The relative success of those brands compared to how much Simon invested is valuable, since the company lost so much on brick-and-mortar in 2020. The company agreed to providing tenants with more than $300 million in rent deferrals. And even after signing 1,400 new leases over the year, it lost more than $1 billion in lease income due to tenants vacating. Overall, revenue fell from $5.7 billion to $4.6 billion. Simon said his company and other landlords had a rough year because of their lack of power in the face of rent freezes.
“The four brands we bought have a lot of opportunities for repositioning, but you can look at the revenue they’ve brought in already and conclude that it’s been a pretty good ROI,” Simon said. He adding that the brands ‘ retail footprints are all in the process of being revamped. “When you buy a brand in bankruptcy, you have a lot of chances to deal with leases and other contracts that are wildly expensive, [and] that we can now change.”
Simon’s retailers’ digital sales helped offset the major losses the company incurred elsewhere, but Simon resisted the idea that retail brands should focus entirely on e-commerce or abandon their physical stores.
“I don’t think [retailers] will make up their losses in e-commerce,” Simon said. “The best and most successful retailers are the ones that really figure out how to do both [physical retail and e-commerce] well. And those are the ones we want to do business with. We want to be in that category.”
ABG CEO Jamie Salter echoed the sentiment in November. He told Glossy in November that the four retail acquisitions would all be focused on growing both their brick-and-mortar and e-commerce businesses.
“The consumer likes an omnichannel experience,” Salter said. “Your e-commerce tends to grow substantially with brick-and-mortar supporting it.”

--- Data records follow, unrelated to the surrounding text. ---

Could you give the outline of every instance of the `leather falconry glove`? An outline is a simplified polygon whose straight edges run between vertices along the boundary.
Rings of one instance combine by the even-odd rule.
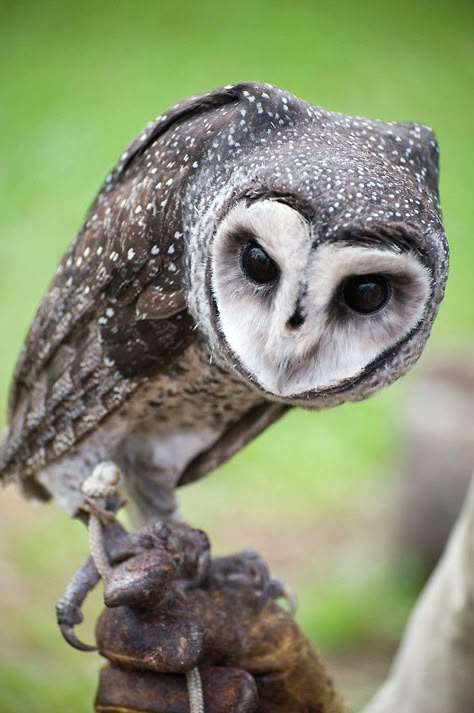
[[[171,586],[158,601],[139,585],[150,580],[150,553],[114,567],[96,631],[110,662],[97,713],[188,713],[183,674],[196,667],[205,713],[348,713],[290,613],[232,577],[229,560],[212,560],[199,587]]]

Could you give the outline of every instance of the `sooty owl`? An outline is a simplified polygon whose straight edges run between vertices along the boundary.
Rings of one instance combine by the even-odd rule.
[[[292,406],[369,396],[419,357],[447,247],[432,132],[267,84],[175,105],[128,147],[16,369],[5,480],[71,513],[113,460],[143,519]]]

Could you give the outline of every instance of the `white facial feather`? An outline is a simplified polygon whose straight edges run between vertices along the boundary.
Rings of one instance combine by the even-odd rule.
[[[280,268],[274,286],[244,274],[236,233],[248,230]],[[259,385],[277,397],[334,387],[360,374],[422,319],[430,274],[413,254],[386,244],[349,241],[313,247],[311,226],[289,206],[239,203],[219,226],[213,245],[212,289],[220,329]],[[383,274],[387,304],[373,314],[335,309],[345,279]],[[288,320],[298,304],[304,322]]]

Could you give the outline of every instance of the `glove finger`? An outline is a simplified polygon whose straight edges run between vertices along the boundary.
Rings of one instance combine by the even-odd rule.
[[[194,596],[196,610],[206,621],[203,660],[251,673],[258,687],[259,713],[348,713],[327,669],[289,612],[271,599],[258,603],[244,589],[210,590],[206,595],[197,591]]]
[[[126,668],[182,673],[201,659],[202,620],[183,596],[154,609],[104,609],[96,627],[99,652]]]
[[[350,713],[316,656],[278,673],[255,676],[258,713]]]
[[[206,713],[256,713],[255,681],[245,671],[203,666],[199,669]],[[102,669],[96,713],[188,713],[189,696],[182,675]]]
[[[153,606],[169,593],[176,573],[176,561],[164,547],[130,557],[115,565],[104,582],[104,602],[108,607]]]

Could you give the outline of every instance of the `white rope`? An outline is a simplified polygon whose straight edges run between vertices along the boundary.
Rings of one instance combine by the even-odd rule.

Simon said the company has no further acquisitions planned for 2021 and will instead focus on growing its current portfolio and bringing back occupancy, which currently sits at just over 90%. But until occupancy comes back — and even beyond that point — there’s no reason for Simon to stop leaning into e-commerce when it’s providing such a large cushion for the company, according to Scott Stuart, CEO of Turnaround Management Association.
“No question has a right answer right now, but should a brick-and-mortar company keep pursuing online if it’s been consistently profitable and valuable? Absolutely,” Stuart said. “In the short term, the likelihood of people not venturing into the actual store is going to be the norm for some time to come. Online has been providing the revenue to keep a sustainable business until that comes back.”